Texas Tech veterinary team attends leadership training in Post Falls
Texas Tech brought faculty and students to Post Falls for leadership training as the school pushes to train vets for rural and regional communities. The real test is whether it helps fill North Idaho’s veterinary gaps.

Texas Tech’s veterinary school sent faculty and students to Post Falls for a weeklong leadership program built to shape the profession’s next generation of leaders. For North Idaho, the bigger question is whether that kind of training can do anything about the shortage of large-animal and rural veterinary care.
The Texas Tech University School of Veterinary Medicine says its purpose is to serve rural and regional communities and provide access to affordable, high-quality education. Its DVM program uses competency-based, community-based experiential learning, and the school graduated its second class in May 2026, with 80 students earning veterinary degrees. That makes leadership development more than a feel-good add-on: it is part of the pipeline question for places that struggle to recruit and keep veterinarians outside major metro areas.
The Veterinary Leadership Experience, known as VLE, was held June 1-6 at Ross Point Camp & Conference Center in Post Falls. Registration opened Feb. 1 and closed April 15. The program is a weeklong intensive run by the Veterinary Leadership Institute, a nonprofit that says it focuses on developing healthy and resilient leaders who can make a positive difference in veterinary medicine.
Ross Point has been home to the event before. The inaugural VLE was held there in June 2004, and the American Veterinary Medical Association joined in support the following year. Since then, the institute says the program has served veterinary students, faculty, practitioners and other team members from Asia, Australia, New Zealand, Africa, Western Europe and North America.
The long reach matters because the event is designed to address more than clinical competence. Past descriptions of VLE have highlighted workshops on self-awareness, communication, conflict resolution and resilience, the kinds of skills that can determine whether young veterinarians stay in demanding jobs or move on. Auburn University said 117 participants and more than 35 staff and facilitators took part in its 2018 attendance, underscoring how many schools see leadership training as part of professional formation.
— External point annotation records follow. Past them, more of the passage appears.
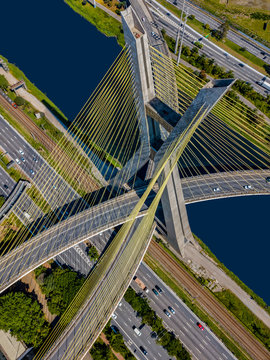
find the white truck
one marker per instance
(265, 83)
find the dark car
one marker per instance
(200, 326)
(159, 289)
(155, 292)
(143, 350)
(115, 329)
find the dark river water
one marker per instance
(66, 57)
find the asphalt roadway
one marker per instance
(53, 187)
(171, 24)
(255, 48)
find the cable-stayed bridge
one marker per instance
(195, 132)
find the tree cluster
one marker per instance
(168, 340)
(3, 82)
(256, 326)
(22, 316)
(60, 287)
(260, 16)
(117, 342)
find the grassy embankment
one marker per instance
(15, 71)
(228, 45)
(238, 14)
(231, 302)
(195, 307)
(102, 21)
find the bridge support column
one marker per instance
(175, 213)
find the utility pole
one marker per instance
(178, 33)
(181, 44)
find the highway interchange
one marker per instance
(203, 344)
(167, 20)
The program has also had a ripple effect beyond the week in Idaho. A Mississippi State College of Veterinary Medicine student later said VLE inspired him to create his own leadership conference, a sign that the event can influence how veterinary schools think about training long after the sessions end.
For Kootenai County, the practical measure is not whether Ross Point can host a successful seminar. It is whether leadership training at a place like Post Falls helps send more practice-ready veterinarians into rural communities that need them most.
This article was produced by Prism’s automated news system from verified source data, official records, and press releases, then run through automated quality and moderation checks before publishing. The system is built and supervised by the people who set the standards it runs under. Read our full AI policy.